Mantık ve tarihin yönü bir defa daha göstermiştir
ki burjuva uşaklarının kurdukları siyaset felsefeleri ve felsefî siyasetleri
beş para etmez şeylerdir.
Fakat dünya burjuvazisiyle Bolşeviklerin arasında
süren tarihî mücadele, henüz bir şekilde hâl olunmamıştır. İnkılâb denilen
kızamık hastalığı, dünya kapitalinin merkezine dek ilerleyecektir.
Ana mesele, hâlâ karşı taraftır.
İnkılâp denilen kızılca hastalığı, Avrupa’nın yağ
bağlamış karnını besleyip duran, mazlum ve kahır içerisindeki Şark’a doğru
ilerlemektedir. İşte tam da bu sebeple bütün dünya bugün telâşa kapılmıştır.
İngilizler Mısır’a verdikleri sözde muhtariyetle,
yahut Hindistan’daki sabık hükümdarların yerine başkalarını getirmekle Şark
milletlerini susturabileceklerini zannetmektedirler.
Fransa, Anadolu’nun inkılâpçı emekçilerinin
Fransız parasına tamah ettiklerini düşünmektedirler.
Bu türden latifeli sözlere ancak Menşevikler
inanırlar. Başka hiç kimse inanamaz. Ne biz ne de burjuvalar inanır.
Azerbaycan işçi ve köylüleri, bu iki-üç yıl
içerisinde Şark’taki mazlum kardaşlarına gerektiği gibi siyaset dersi
vermişlerdir.
Bütün Şark âlemi bilir ki siyasi irade emekçilerin
eline geçmedikçe kurtuluş gerçekleşemez. Onlar bilirler ki siyasi mücadele
olmadıkça kurtuluş fikrini akla getirmek bile mümkün değildir.

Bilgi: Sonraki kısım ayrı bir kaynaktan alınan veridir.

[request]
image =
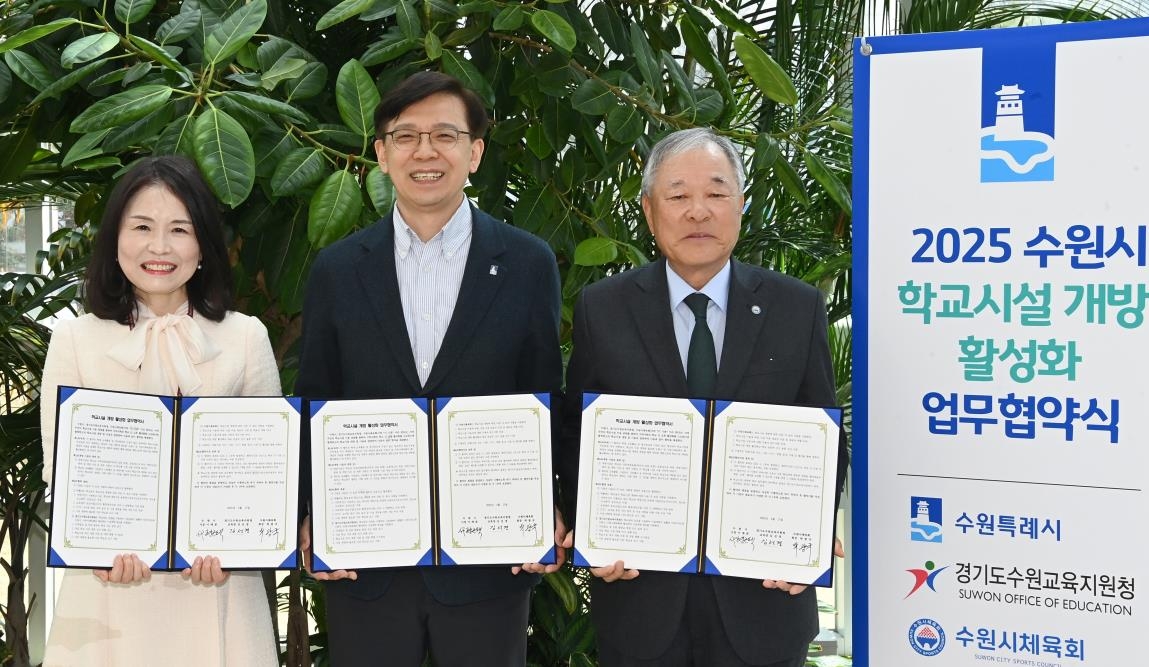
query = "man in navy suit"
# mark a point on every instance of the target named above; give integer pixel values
(437, 299)
(633, 335)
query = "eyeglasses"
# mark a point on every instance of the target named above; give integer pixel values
(442, 138)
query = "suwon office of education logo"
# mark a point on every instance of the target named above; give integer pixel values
(926, 637)
(1017, 113)
(925, 576)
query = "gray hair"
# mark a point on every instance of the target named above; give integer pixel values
(685, 140)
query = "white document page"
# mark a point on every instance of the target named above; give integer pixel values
(371, 479)
(238, 485)
(495, 479)
(640, 478)
(113, 470)
(772, 488)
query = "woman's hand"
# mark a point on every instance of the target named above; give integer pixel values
(125, 568)
(206, 571)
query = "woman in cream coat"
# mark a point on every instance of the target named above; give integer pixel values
(157, 291)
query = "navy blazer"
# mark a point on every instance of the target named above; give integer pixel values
(775, 350)
(502, 339)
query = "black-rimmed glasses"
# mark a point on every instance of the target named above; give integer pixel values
(442, 138)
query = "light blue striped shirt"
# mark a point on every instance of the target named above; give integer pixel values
(718, 291)
(430, 274)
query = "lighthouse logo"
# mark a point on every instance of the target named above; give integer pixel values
(925, 519)
(1017, 115)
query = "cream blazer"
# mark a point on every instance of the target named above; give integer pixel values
(166, 620)
(77, 357)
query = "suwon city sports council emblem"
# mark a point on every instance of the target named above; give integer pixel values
(927, 637)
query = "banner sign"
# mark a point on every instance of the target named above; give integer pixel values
(1001, 189)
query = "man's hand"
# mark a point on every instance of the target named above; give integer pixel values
(614, 572)
(796, 588)
(206, 569)
(125, 568)
(564, 540)
(305, 547)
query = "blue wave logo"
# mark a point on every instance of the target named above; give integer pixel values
(1009, 153)
(1017, 111)
(925, 519)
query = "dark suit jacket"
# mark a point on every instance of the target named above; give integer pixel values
(502, 339)
(624, 343)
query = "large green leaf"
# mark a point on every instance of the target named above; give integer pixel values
(509, 18)
(342, 12)
(285, 69)
(299, 169)
(388, 47)
(176, 138)
(86, 146)
(432, 46)
(28, 69)
(465, 71)
(125, 107)
(537, 141)
(408, 20)
(356, 98)
(465, 35)
(87, 48)
(730, 18)
(224, 153)
(308, 84)
(146, 130)
(594, 98)
(179, 26)
(827, 180)
(708, 106)
(766, 74)
(645, 57)
(699, 46)
(271, 147)
(555, 29)
(35, 32)
(625, 124)
(791, 180)
(16, 149)
(610, 26)
(161, 55)
(595, 251)
(64, 82)
(236, 30)
(267, 105)
(380, 189)
(334, 209)
(132, 10)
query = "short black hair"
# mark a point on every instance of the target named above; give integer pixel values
(421, 86)
(107, 292)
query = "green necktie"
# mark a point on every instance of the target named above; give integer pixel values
(701, 364)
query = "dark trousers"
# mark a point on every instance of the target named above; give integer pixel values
(700, 641)
(406, 625)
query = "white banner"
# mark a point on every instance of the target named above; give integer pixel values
(1001, 412)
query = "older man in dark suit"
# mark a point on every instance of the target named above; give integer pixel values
(698, 324)
(438, 299)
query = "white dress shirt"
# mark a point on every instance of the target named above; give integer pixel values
(430, 274)
(718, 291)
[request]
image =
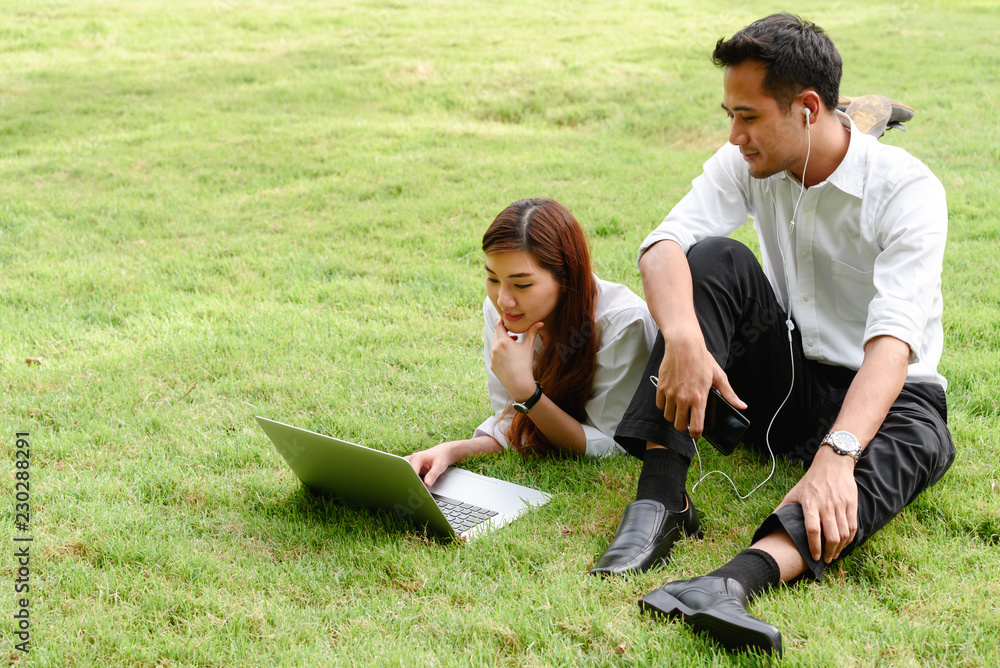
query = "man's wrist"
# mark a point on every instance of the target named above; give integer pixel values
(843, 443)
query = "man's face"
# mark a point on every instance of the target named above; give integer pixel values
(770, 140)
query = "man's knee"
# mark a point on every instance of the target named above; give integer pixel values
(718, 255)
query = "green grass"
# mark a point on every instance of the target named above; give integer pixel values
(210, 211)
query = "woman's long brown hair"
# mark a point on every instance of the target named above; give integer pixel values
(548, 232)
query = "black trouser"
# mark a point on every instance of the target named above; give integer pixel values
(745, 330)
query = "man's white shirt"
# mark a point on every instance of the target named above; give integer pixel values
(862, 259)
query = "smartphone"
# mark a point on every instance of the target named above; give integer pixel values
(724, 425)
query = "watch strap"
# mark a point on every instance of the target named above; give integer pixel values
(528, 404)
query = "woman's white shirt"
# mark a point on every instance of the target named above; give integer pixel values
(627, 336)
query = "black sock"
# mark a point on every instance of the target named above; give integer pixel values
(663, 476)
(756, 570)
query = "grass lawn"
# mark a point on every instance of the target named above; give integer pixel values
(215, 210)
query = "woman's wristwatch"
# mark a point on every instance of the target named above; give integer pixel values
(525, 406)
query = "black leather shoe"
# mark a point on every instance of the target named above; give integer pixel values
(716, 606)
(645, 537)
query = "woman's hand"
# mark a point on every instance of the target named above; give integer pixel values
(429, 464)
(512, 361)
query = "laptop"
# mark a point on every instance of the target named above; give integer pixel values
(460, 504)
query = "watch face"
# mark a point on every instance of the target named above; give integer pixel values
(844, 442)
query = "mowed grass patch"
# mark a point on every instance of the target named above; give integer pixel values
(211, 212)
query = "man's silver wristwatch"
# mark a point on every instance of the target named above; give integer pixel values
(525, 406)
(843, 443)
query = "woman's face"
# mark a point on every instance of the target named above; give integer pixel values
(521, 291)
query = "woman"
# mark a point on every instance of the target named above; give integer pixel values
(564, 350)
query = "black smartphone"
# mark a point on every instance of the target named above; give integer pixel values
(724, 425)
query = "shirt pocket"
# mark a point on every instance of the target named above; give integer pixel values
(853, 291)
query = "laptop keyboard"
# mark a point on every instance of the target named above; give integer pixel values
(462, 516)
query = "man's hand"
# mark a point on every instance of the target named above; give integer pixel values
(687, 372)
(828, 495)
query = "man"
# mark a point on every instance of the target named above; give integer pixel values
(834, 342)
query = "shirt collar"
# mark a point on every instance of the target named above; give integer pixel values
(850, 173)
(849, 176)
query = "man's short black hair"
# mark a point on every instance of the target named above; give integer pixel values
(796, 55)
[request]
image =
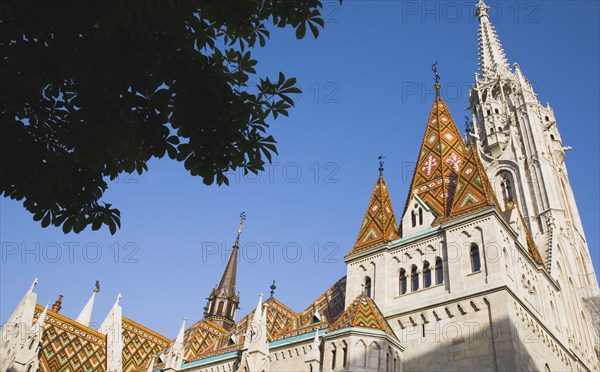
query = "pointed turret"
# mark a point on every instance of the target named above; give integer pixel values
(473, 189)
(379, 224)
(223, 300)
(85, 316)
(439, 162)
(174, 356)
(112, 327)
(491, 53)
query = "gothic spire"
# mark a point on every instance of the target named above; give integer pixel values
(85, 316)
(223, 300)
(491, 53)
(473, 188)
(379, 224)
(439, 162)
(227, 282)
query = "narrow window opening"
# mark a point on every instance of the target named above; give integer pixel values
(403, 282)
(368, 286)
(475, 261)
(333, 358)
(414, 277)
(439, 271)
(426, 275)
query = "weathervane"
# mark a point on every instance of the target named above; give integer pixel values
(437, 76)
(437, 79)
(468, 124)
(242, 219)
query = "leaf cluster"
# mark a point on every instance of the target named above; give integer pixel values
(91, 90)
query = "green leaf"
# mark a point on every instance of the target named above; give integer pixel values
(301, 30)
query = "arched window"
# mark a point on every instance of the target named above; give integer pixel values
(403, 282)
(220, 308)
(344, 354)
(367, 285)
(373, 356)
(414, 278)
(506, 185)
(439, 271)
(333, 357)
(475, 261)
(361, 354)
(426, 275)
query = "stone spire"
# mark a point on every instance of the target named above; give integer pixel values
(175, 353)
(85, 316)
(112, 327)
(491, 53)
(223, 300)
(58, 304)
(379, 223)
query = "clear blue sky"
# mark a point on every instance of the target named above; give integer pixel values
(359, 81)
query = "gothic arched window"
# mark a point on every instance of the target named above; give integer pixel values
(439, 271)
(426, 275)
(475, 261)
(403, 282)
(414, 278)
(367, 285)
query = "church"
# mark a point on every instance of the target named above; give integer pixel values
(487, 268)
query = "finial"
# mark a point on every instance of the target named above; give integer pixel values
(437, 79)
(57, 305)
(381, 157)
(468, 124)
(481, 9)
(242, 219)
(33, 284)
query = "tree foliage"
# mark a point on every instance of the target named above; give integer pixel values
(92, 90)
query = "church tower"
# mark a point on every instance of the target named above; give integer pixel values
(223, 300)
(524, 155)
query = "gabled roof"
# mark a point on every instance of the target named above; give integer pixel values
(200, 337)
(473, 189)
(330, 305)
(379, 224)
(439, 162)
(139, 344)
(362, 313)
(70, 346)
(282, 322)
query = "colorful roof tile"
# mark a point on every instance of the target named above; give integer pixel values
(440, 161)
(362, 313)
(200, 337)
(379, 224)
(330, 305)
(473, 189)
(140, 344)
(70, 346)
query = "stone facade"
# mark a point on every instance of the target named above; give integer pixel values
(489, 270)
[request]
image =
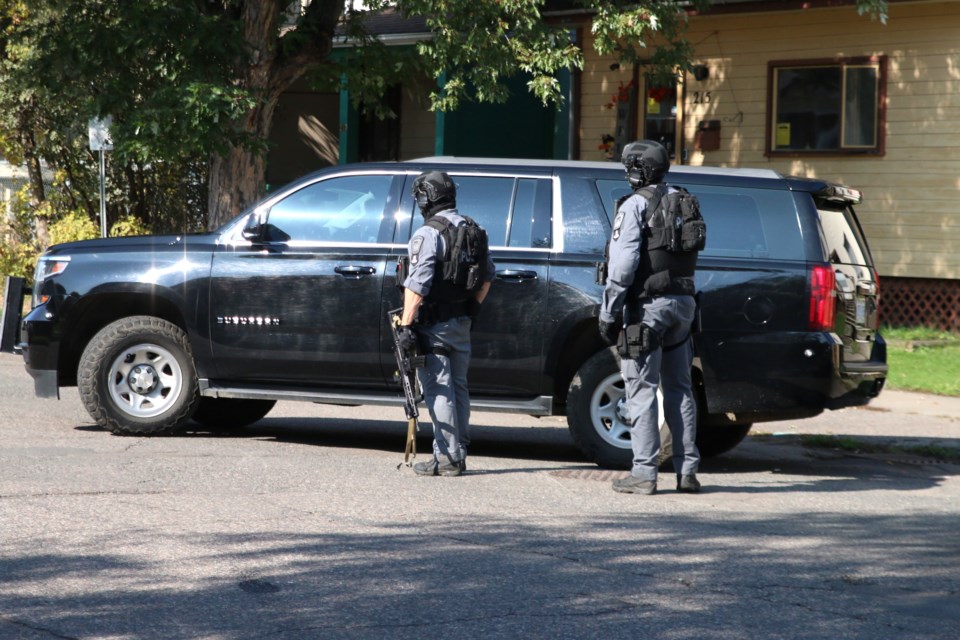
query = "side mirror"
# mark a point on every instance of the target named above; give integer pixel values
(252, 228)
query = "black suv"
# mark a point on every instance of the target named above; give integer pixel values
(288, 302)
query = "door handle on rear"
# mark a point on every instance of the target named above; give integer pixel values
(516, 275)
(355, 272)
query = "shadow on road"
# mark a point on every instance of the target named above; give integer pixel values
(823, 469)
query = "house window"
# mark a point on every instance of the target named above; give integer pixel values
(827, 107)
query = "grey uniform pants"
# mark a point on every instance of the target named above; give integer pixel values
(670, 317)
(443, 379)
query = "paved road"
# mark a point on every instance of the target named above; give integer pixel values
(303, 527)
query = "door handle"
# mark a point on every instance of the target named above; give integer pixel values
(516, 275)
(355, 272)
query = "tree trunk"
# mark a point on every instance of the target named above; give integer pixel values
(238, 177)
(35, 179)
(236, 181)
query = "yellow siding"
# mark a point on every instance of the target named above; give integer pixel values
(419, 123)
(912, 193)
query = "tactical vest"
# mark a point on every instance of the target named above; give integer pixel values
(660, 270)
(461, 271)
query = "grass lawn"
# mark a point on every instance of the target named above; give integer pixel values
(916, 367)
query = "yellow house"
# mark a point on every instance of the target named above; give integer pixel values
(820, 92)
(805, 88)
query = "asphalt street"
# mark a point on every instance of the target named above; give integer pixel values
(302, 526)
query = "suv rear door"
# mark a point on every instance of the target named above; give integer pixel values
(516, 211)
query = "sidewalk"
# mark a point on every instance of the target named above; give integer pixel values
(917, 403)
(896, 417)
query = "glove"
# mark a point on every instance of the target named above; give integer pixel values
(473, 308)
(609, 332)
(407, 339)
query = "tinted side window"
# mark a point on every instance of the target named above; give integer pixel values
(741, 223)
(344, 209)
(531, 220)
(583, 228)
(750, 223)
(486, 200)
(610, 192)
(514, 212)
(845, 243)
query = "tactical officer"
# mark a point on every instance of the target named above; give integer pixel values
(654, 290)
(438, 311)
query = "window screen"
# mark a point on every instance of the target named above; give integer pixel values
(828, 107)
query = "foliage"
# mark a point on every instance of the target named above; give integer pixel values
(71, 227)
(18, 248)
(191, 84)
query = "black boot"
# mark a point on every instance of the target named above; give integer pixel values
(688, 483)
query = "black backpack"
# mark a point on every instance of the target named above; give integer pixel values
(676, 224)
(465, 259)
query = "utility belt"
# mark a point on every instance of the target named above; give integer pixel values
(661, 284)
(430, 313)
(637, 339)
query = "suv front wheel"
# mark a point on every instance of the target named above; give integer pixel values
(136, 377)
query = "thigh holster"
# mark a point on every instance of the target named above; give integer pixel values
(636, 340)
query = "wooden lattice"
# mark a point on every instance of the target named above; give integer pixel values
(920, 302)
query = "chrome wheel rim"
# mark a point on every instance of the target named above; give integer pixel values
(145, 380)
(608, 411)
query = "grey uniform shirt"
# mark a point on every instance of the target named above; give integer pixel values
(424, 248)
(626, 243)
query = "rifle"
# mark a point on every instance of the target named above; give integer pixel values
(406, 374)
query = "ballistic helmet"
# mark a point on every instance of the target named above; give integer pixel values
(434, 191)
(646, 162)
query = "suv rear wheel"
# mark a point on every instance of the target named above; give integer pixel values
(136, 377)
(596, 414)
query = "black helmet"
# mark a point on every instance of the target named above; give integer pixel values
(646, 162)
(434, 191)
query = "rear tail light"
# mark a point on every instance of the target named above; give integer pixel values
(823, 304)
(876, 278)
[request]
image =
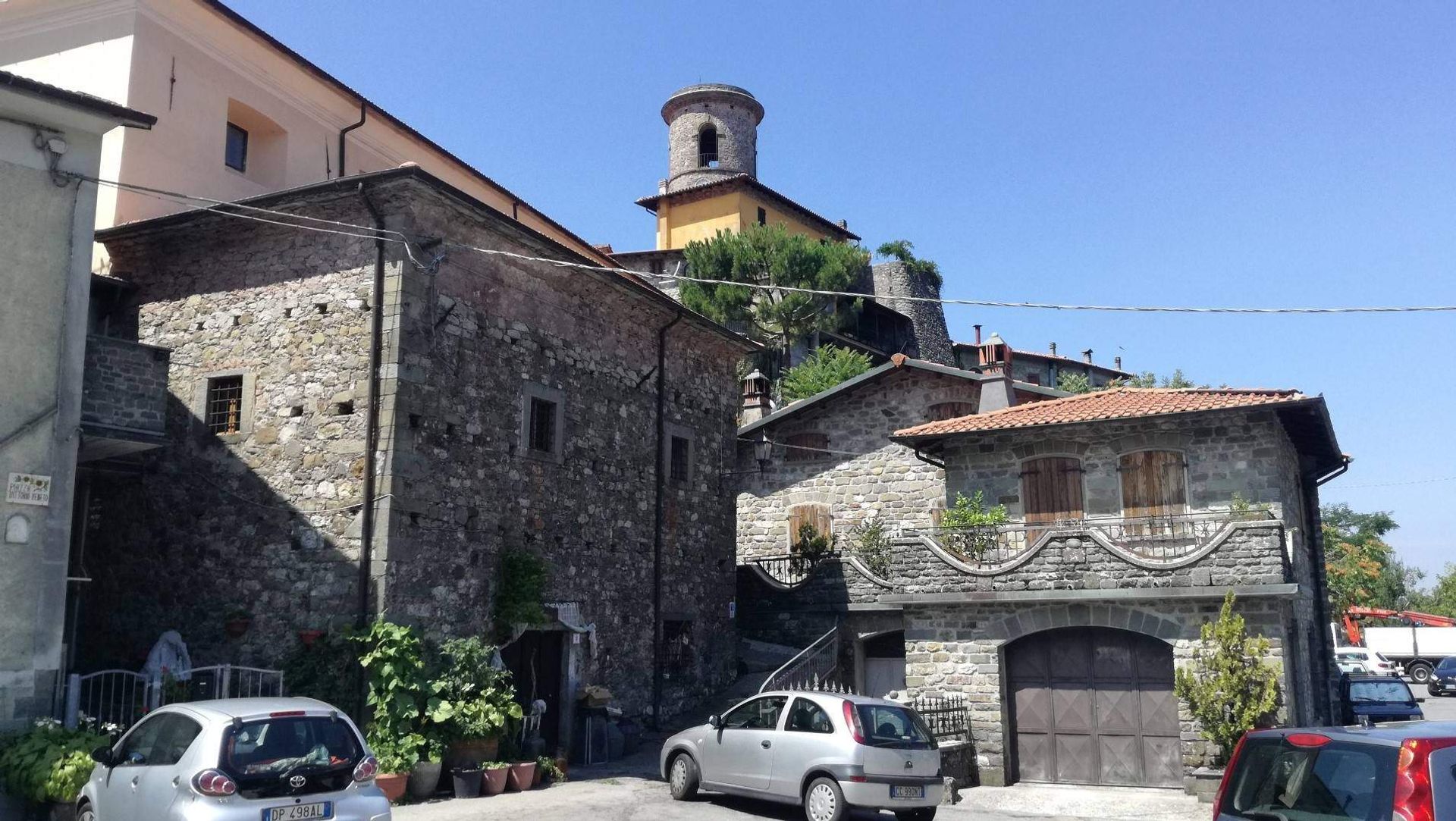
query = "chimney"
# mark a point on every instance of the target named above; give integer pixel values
(756, 403)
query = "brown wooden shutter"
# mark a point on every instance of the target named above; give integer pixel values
(1153, 484)
(1052, 490)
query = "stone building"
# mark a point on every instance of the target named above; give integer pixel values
(1131, 512)
(712, 185)
(49, 370)
(576, 415)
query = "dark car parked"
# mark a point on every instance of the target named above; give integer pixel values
(1395, 772)
(1378, 699)
(1443, 678)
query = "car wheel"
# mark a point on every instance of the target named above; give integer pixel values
(824, 801)
(682, 778)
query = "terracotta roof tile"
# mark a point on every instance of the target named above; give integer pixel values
(1112, 403)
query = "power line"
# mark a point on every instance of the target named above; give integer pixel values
(218, 207)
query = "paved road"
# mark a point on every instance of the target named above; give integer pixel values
(629, 792)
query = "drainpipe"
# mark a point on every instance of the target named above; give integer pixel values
(657, 530)
(343, 143)
(372, 414)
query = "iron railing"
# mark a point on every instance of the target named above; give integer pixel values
(814, 664)
(946, 713)
(791, 568)
(1155, 539)
(121, 696)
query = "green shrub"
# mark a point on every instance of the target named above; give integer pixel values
(47, 763)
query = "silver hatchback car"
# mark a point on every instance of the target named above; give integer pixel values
(826, 751)
(237, 760)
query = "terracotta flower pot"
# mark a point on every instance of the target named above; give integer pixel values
(495, 779)
(523, 776)
(394, 785)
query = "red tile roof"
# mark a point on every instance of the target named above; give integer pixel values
(1112, 403)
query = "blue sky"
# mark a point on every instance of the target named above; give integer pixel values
(1126, 153)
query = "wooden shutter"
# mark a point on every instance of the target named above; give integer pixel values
(1153, 484)
(1052, 490)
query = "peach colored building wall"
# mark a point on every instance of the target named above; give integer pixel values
(126, 50)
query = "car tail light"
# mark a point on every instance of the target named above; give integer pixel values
(1228, 778)
(852, 722)
(1413, 778)
(215, 784)
(366, 769)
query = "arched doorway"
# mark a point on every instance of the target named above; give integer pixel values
(1095, 707)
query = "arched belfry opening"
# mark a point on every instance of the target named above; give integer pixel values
(708, 147)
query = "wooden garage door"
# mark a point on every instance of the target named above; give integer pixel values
(1094, 707)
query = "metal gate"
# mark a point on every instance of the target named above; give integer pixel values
(1095, 707)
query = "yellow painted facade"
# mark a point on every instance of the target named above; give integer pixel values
(733, 212)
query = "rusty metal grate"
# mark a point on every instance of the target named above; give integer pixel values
(224, 405)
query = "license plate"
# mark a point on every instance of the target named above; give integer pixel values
(300, 811)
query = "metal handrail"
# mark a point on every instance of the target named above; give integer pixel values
(801, 656)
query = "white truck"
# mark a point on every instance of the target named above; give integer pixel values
(1419, 650)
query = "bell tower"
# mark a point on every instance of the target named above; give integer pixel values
(712, 133)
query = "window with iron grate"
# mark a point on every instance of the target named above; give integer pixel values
(224, 405)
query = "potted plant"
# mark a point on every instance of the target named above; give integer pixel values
(495, 776)
(49, 765)
(424, 778)
(237, 622)
(471, 702)
(523, 775)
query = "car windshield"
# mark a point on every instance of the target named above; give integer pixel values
(1392, 691)
(894, 727)
(1274, 781)
(274, 747)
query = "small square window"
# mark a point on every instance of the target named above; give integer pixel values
(542, 436)
(679, 459)
(224, 405)
(237, 152)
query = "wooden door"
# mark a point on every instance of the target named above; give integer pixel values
(1052, 490)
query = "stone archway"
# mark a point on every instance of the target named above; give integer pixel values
(1092, 705)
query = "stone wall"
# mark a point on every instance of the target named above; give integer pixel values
(896, 280)
(960, 648)
(864, 475)
(124, 384)
(267, 519)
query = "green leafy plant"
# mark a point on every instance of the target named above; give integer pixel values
(471, 699)
(1228, 686)
(826, 367)
(549, 770)
(520, 590)
(873, 545)
(395, 670)
(811, 547)
(970, 525)
(905, 252)
(47, 763)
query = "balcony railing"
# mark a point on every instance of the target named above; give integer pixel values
(1153, 539)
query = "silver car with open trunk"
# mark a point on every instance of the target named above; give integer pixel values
(827, 751)
(237, 760)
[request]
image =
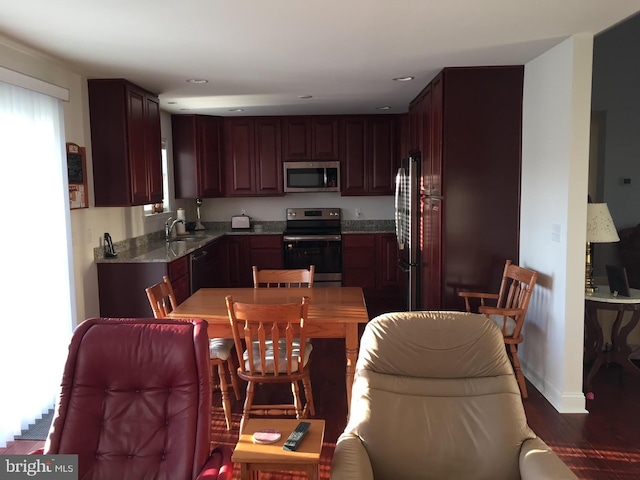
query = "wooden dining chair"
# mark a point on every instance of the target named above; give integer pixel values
(278, 351)
(509, 311)
(163, 301)
(283, 277)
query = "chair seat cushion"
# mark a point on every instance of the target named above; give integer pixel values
(282, 356)
(220, 348)
(499, 321)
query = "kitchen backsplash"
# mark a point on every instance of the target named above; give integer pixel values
(348, 226)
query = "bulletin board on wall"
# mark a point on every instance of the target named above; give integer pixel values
(77, 171)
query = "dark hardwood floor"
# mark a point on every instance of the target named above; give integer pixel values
(601, 445)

Bakû işçilerinin hayat tecrübesi, Şark’ın
emekçilerini işte bu yolda eğitmiştir.
Bugün Şuralar Azerbaycanı’nın ikinci yılını
tamamlayıp üçüncü yılına girdiği şu günlerde asırlık uykusundan uyanan Şark
âlemi bağrından çıkan bir sesle, “lebbeyk, lebbeyk” diye haykırmaktadır.
Hem Şark ülkelerinde arka arkaya çıkan inkılâp
yangınları hem de Avrupalı simsarları arasında açığa çıkan korku ve endişe,
Şark âleminin kızılca arifesinde olduğu konusunda bize güvence vermektedir.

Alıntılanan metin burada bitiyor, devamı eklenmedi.